We have been analyzing RAS p21 proteins and the DNA sequence of leukemic cells. We report here that these cells have high expression of H-RAS p21, which originates from point mutations of RAS oncogenes. The leukemic cells from six patients with acute myelogenous leukemia were separated from heparinized whole blood and bone marrow by a density gradient technique. The expression of RAS oncogenes was analyzed by a fluorescence-activated cell sorting with a panel of monoclonal antibodies. The high expression of DWP, which was reported to recognized activated RAS oncogene, was found in two patients and was associated with high levels of H-RAS expression.
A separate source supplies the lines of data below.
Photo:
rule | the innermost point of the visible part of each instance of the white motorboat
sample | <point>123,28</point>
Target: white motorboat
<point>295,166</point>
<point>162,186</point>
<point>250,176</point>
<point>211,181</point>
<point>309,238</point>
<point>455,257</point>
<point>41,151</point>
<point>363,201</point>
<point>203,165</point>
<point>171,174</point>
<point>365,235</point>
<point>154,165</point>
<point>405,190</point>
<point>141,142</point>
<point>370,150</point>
These facts prompted us to analyze the DNA sequence of RAS genes with an automated DNA sequencer. Unexpectedly, various kinds of H-RAS point mutations were found in all six cases, including two cases of hot-spot point mutation at codon 12, whereas K-RAS point mutation (no hot-spot point mutations) was found in six cases. The same H-RAS point mutations, at codons 10, 11, and 15, were found in all six cases. To our knowledge, there is no report on H-RAS point mutation in human leukemias. On the basis of these findings, we suggest that H-RAS point mutation together with p53 gene mutation may play an important role in leukemogenesis.